One day, while visiting her at her new job, R introduced J to S. He was tall, handsome and many things J was not. A photographic example of that British Bluebeat skinhead style. He looked really fucking cool. Way cooler, and way more sure of himself than J felt. And within days, S and R became “a thing”.
And within weeks, S suddenly died. And that’s when J and R became close.
The guy had had a heart attack. At 20 years old. Undiagnosed health issue. Tragic.

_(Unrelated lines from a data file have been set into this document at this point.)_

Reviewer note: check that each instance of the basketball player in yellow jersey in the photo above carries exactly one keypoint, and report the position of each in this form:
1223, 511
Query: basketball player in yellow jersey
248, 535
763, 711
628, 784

Sometime after the funeral, J and R were driving around town in her car. There was a tape playing, one that stayed in that cassette deck for months, continuing to loop and repeat until one day, the grieving over, she stopped playing it. S had made it for her right after they’d met, she told J, and obviously right before he died, since really their relationship could’ve only lasted a month at best.
A song on that tape always stood out to J because of the lyrics, so heartfelt and painful, which J could feel in his blood as he’d look at her, knowing she was feeling it in her blood too, being sung by someone who weeks ago was living and breathing.
Young love is so strange and messy and may not even be love at all, but is like cats playing to prepare their instincts for survival. If we survive our youth with our hearts intact enough to continue to love, we’re lucky indeed.